Le seul homme de la situation capable de venir en aide au dauphin et lever le siège d'Orléans : c'est Gilles de Rais. Il était devenu l'homme le plus puissant du royaume, aussi puissant que le dauphin. On dit qu'il ''avait une garde de 200 hommes à cheval, et qu'il avait une suite d'une cinquantaine de personnes comprenant chapelains, enfants de ch½ur, musiciens, pages, serviteurs, etc., tous montés et nourris à ses dépens et se faisait précéder par un porte-croix autorisé par le pape en personne''. On dit même qu'il dédommageait les parents en achetant jeunes gens et jeunes filles pour les adjoindre à sa suite.
Mais du temps de Gilles de Rais, planaient aussi des idéaux mystico-religieux comme l'était l'inaccessible Arcadie, un peu le pendant de la mystérieuse Atlantide de Platon.
Il est fort probable que, lorsqu'il s'est agi de bouter les Anglais hors de France, cela se fit comme une Croisade pour libérer le pays. On allait atteindre les nimbes de l'Arcadie dans les pas d'un Ordre sans église, d'une ''Femme sans enfant'', bref d'une ''Vierge'' tout simplement. L'Ordre dont la tête pensante éclot probablement à Domrémy, sur les terres du dauphin, sera la ''Jeanne d'Arcadie'', un sentiment nationaliste fait chair dans la personnification d'une Vierge comparable à ce que représente la ''Marianne'' de nos jours, visage archétypal n'ayant pas réellement existé mais présent partout où on la cherche.
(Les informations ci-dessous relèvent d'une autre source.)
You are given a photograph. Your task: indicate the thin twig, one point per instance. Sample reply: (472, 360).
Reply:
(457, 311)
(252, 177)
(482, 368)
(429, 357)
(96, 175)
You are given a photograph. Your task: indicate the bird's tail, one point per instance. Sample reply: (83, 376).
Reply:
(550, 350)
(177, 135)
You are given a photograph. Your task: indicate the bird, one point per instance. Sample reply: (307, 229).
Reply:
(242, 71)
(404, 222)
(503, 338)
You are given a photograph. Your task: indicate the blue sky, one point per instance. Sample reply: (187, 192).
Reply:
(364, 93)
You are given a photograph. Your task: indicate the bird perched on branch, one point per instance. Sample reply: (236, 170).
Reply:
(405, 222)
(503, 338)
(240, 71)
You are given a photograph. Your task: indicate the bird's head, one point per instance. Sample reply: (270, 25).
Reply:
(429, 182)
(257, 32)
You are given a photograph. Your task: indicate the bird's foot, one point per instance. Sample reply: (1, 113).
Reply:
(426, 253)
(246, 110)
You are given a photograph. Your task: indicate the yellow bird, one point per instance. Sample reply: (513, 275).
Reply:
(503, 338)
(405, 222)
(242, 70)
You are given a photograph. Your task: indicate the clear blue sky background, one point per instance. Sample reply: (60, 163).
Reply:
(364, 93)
Tous se rangeront, corps et âmes, sous la bannière de ''l'Ordre de la Jeanne'' qui soutiendra le dauphin Charles pour libérer le royaume de France de l'étranger.
L'histoire revisitée
Gilles de Rais, capitaine commandeur de l'Ordre de la Jeanne, avec plusieurs victoires à son palmarès (Lude, Rainefort, Malicorne), va rencontrer le dauphin Charles à Chinon et le convainc d'adjoindre les armées du roi à ses propres troupes pour libérer Orléans. A partir de là, le porte-croix qui le précède se mute en porte-étendard en la personne d'un jeune soldat (voire d'une improbable jeune fille), trop jeune pour le maniement des armes. Il cristallise et assure la cohésion des troupes en devenant la symbolique Jeanne.
On sait, par ailleurs, que Gilles de Rais était le petit neveu de Bertrand Du Guesclin. Quand il se présente devant Charles, c'est un peu comme s'il mettait l'épée de Du Guesclin à son service pour réactiver les premières charges héroïques de son grand-oncle contre les Anglais au siècle précédent. Or, lorsque Jeanne se présenta devant le dauphin Charles, c'est justement pour lui demander de lui confier l'épée de Du Guesclin, c'est-à-dire celle de Gilles de Rais en personne. Gilles de Rais n'étant assurément pas un homme d'armes du dauphin, il convient de considérer le côté symbolique de l'événement faisant que ce dernier accepta que le porte-épée descendant de Du Guesclin vienne à son secours avec ses troupes.
Fort de la libération d'Orléans et de la victoire de Patay, le dauphin s'imposera aux Français et sera sacré a Reims sous le nom de Charles VII, le 17 juillet 1429 comme le firent les souverains qui l'ont précédé.